Even if the gates don’t open for him. Even if he doesn’t see himself as magic (he’s more magic than anything else I’ve ever experienced). Even if he gave everything up, time and time again to save this safe haven of a school where all our worst memories lie.
I don’t have enough words. Simon’s eyes are shining as they stare into mine, and I know mine mirror his (I always mirror him).
I push him up against the wall, the wall I used to dream of kissing him against. And I kiss him.
And kiss him.
And kiss him.
And it’s like being home.
We wind up on Simon’s bed, wings wrapped around me protectively as I lean against his chest.
“Imagine how much better it would’ve been,” Simon laments, as I play absentmindedly with his tail.
“You know, when I returned to Watford without you, I slept in this bed every night,” I say quietly, trying to gauge his reaction.
His arms tighten impossibly round my waist. “I wish we had done this at Watford,” he mumbles, and I don’t need to see him to know the familiar regret in his eyes.
“There’s a lot of things I wish we had done at Watford.”
“I mean, technically, we’re still at Watford now.”
I twist in his arms, so I’m facing him. “Well, when in Rome, Snow.”
He leans in slightly, but before our lips meet, I grab a pillow from behind him and whack him with it, putting all my energy in.
“Oi, what the actual fuck?”
I’m cackling (I’m a menace; he’s a menace; we’re a menace), as he rubs the side of his head. “I always wanted to do that,” I manage, between breaths.
“I miss the Anathema,” he mutters, dodging my arm when I reach for him.

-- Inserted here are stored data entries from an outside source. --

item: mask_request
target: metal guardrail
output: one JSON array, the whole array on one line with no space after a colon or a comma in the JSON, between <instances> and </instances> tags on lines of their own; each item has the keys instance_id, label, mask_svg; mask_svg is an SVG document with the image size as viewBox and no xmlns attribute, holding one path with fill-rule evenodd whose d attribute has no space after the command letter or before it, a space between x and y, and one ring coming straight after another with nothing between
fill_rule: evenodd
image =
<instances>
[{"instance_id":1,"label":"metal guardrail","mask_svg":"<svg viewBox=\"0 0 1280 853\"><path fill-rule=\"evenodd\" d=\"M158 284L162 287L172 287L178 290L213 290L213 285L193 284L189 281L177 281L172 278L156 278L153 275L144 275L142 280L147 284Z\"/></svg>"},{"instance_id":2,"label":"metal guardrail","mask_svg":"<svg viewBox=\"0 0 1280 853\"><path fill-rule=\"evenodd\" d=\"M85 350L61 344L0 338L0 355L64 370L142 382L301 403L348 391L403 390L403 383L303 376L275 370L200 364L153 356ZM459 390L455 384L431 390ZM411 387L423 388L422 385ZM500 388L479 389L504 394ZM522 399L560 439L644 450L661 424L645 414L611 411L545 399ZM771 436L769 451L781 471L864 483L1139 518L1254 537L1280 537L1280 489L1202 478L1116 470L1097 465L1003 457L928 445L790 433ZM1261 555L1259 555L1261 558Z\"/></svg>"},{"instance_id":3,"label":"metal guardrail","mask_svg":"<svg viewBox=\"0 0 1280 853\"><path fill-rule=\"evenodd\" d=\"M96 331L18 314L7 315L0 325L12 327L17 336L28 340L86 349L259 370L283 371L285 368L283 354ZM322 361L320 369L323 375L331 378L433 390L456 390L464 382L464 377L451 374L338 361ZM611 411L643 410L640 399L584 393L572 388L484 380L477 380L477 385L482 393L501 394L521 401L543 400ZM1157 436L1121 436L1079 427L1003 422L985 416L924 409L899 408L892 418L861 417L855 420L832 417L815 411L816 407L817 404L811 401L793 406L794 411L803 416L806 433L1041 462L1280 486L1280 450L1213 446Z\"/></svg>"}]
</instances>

He gives in after only a moment though, and finally, finally, our lips meet.
When he pulls away entirely too soon, he pushes his forehead into mine, breathing heavily as he whispers, “I like this better than fighting.”
I laugh against him, all breath and no control, but he’s not done. “Is this doing it for you? More than the Mage’s bed?”

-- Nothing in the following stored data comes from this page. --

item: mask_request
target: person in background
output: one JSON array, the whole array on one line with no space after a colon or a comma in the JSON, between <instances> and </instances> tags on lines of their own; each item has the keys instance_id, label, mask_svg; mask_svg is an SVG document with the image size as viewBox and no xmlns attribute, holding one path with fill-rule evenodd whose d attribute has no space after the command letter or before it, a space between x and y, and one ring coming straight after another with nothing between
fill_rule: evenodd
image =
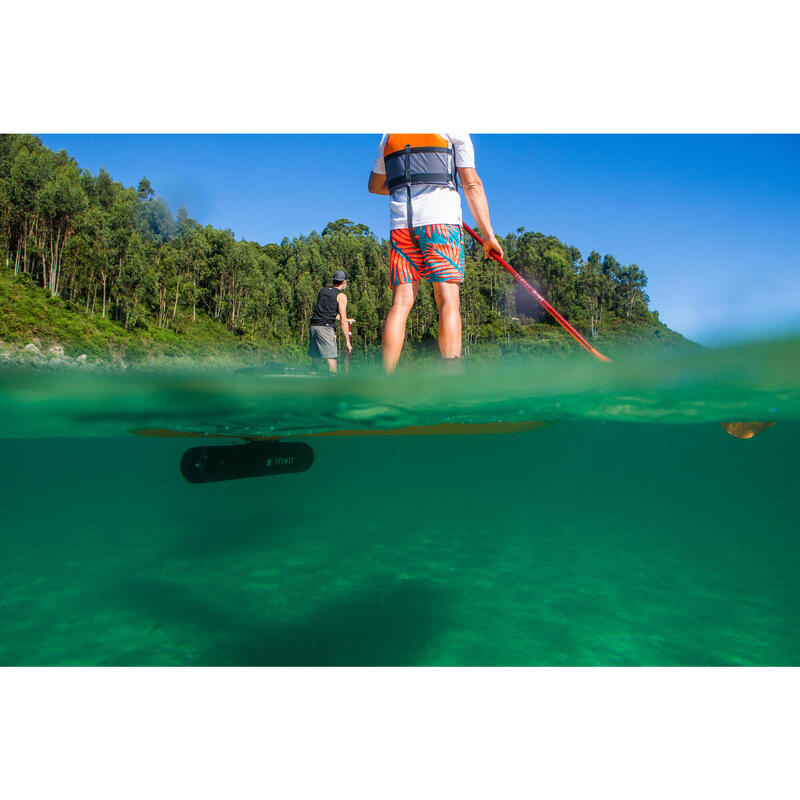
<instances>
[{"instance_id":1,"label":"person in background","mask_svg":"<svg viewBox=\"0 0 800 800\"><path fill-rule=\"evenodd\" d=\"M422 279L433 284L439 309L439 351L461 357L464 230L458 179L484 237L484 258L503 255L489 219L475 151L467 133L385 133L369 176L373 194L390 196L392 308L383 329L383 366L393 372L403 349L406 320Z\"/></svg>"},{"instance_id":2,"label":"person in background","mask_svg":"<svg viewBox=\"0 0 800 800\"><path fill-rule=\"evenodd\" d=\"M350 343L350 323L355 320L347 318L347 295L344 293L346 288L347 275L337 269L333 273L333 286L320 289L317 295L308 328L308 354L311 356L312 374L316 374L322 361L328 362L330 372L338 371L337 319L342 327L348 355L353 349Z\"/></svg>"}]
</instances>

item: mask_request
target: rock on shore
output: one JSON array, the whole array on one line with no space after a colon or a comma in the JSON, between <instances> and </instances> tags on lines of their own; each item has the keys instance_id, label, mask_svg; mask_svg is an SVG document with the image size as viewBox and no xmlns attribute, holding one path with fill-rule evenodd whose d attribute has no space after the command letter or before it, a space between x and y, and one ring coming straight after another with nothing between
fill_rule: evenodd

I flick him on his head, but he just laughs harder. “So much more,” I breathe into his ear, and he shivers.
I pull the faded Watford-issue sheet around us- the one that still smells slightly of the old versions of ourselves, the paper cut-outs we left behind, all fire and cedar- and attack his neck with a fervour that would put even the Las Vegas vampires to shame.

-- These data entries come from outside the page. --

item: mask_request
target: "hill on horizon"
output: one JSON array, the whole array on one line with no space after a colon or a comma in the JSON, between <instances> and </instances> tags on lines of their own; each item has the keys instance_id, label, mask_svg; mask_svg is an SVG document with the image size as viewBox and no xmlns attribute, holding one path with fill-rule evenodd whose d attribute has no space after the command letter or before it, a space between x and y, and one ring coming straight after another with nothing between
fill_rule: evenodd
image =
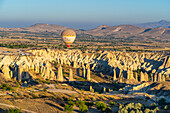
<instances>
[{"instance_id":1,"label":"hill on horizon","mask_svg":"<svg viewBox=\"0 0 170 113\"><path fill-rule=\"evenodd\" d=\"M160 24L170 23L167 21L159 21ZM155 23L156 24L156 23ZM155 25L152 24L145 24L146 25ZM135 25L118 25L118 26L109 26L109 25L101 25L97 28L91 30L82 30L82 29L75 29L75 28L68 28L61 25L55 24L45 24L45 23L38 23L31 25L30 27L20 27L20 28L0 28L0 31L26 31L26 32L53 32L56 34L60 34L65 29L72 29L75 30L78 35L92 35L92 36L100 36L100 37L115 37L115 38L128 38L128 37L151 37L151 38L170 38L170 28L145 28L139 27Z\"/></svg>"},{"instance_id":2,"label":"hill on horizon","mask_svg":"<svg viewBox=\"0 0 170 113\"><path fill-rule=\"evenodd\" d=\"M158 27L170 28L170 21L160 20L158 22L147 22L147 23L141 23L135 25L144 28L158 28Z\"/></svg>"}]
</instances>

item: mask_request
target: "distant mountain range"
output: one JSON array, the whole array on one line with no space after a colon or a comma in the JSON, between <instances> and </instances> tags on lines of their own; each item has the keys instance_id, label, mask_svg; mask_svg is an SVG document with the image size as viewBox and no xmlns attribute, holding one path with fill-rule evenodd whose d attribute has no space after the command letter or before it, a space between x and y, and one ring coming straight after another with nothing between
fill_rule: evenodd
<instances>
[{"instance_id":1,"label":"distant mountain range","mask_svg":"<svg viewBox=\"0 0 170 113\"><path fill-rule=\"evenodd\" d=\"M42 24L35 24L30 27L23 27L23 28L0 28L0 31L22 31L22 32L37 32L37 33L54 32L56 34L60 34L65 29L73 29L76 31L78 35L93 35L93 36L114 37L114 38L120 38L120 37L121 38L129 38L129 37L140 37L141 38L142 37L142 38L170 39L170 28L160 27L160 26L168 27L168 25L170 25L170 22L161 20L159 22L138 24L138 26L101 25L97 28L84 31L81 29L68 28L68 27L64 27L61 25L54 25L54 24L49 25L49 24L42 23ZM139 26L143 26L143 27L139 27Z\"/></svg>"},{"instance_id":2,"label":"distant mountain range","mask_svg":"<svg viewBox=\"0 0 170 113\"><path fill-rule=\"evenodd\" d=\"M135 24L135 25L139 27L145 27L145 28L158 28L158 27L170 28L170 22L166 20L161 20L159 22L147 22L147 23Z\"/></svg>"}]
</instances>

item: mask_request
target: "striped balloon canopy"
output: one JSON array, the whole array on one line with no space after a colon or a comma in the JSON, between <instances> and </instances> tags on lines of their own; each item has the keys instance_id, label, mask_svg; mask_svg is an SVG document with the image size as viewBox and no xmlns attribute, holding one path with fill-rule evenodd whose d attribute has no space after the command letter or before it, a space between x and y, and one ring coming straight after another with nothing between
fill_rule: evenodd
<instances>
[{"instance_id":1,"label":"striped balloon canopy","mask_svg":"<svg viewBox=\"0 0 170 113\"><path fill-rule=\"evenodd\" d=\"M76 33L71 29L67 29L61 33L61 37L62 37L64 43L67 45L67 47L70 47L70 45L76 39Z\"/></svg>"}]
</instances>

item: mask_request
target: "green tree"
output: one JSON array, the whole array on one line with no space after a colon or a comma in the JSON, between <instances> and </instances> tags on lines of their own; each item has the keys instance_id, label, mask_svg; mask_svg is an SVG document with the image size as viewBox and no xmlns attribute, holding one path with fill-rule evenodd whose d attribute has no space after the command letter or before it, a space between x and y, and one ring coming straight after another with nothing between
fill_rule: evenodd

Before we leave, we both stand by the door for an excessive amount of time, the air growing oppressive around us.
“Baz?” Simon’s the one to finally break the silence, which is becoming an increasingly common- and welcome- occurrence.
“Snow?”
“I know-” he hesitates, fumbling for the right words as they scatter around him, “I know what we should probably do here. I know we should probably try to get the room to stay open again. Do the noble thing and cast some spell on it to make us forget us.” He looks up at me, emotion swirling recklessly in his eyes. “Baz, I’m so fucking sick of doing the noble thing.”
I cradle his face in my hands, the way I was never able to do before in this room, when he was facing so much of this alone. “I know, Simon. Me too.”
And, hand in hand, we walk out of our room at the top of the tower, not for the last time.
The room that will remain ours, and only ours, a shrine to our past selves, the people who led us to who we are now.
We grew up at the top of a tower.
But we’ll grow old somewhere else.
(Preferably not Hackney Wick forever.)
(But I’d do it. I’d stay in Hackney Wick for eternity, if that eternity was with him.)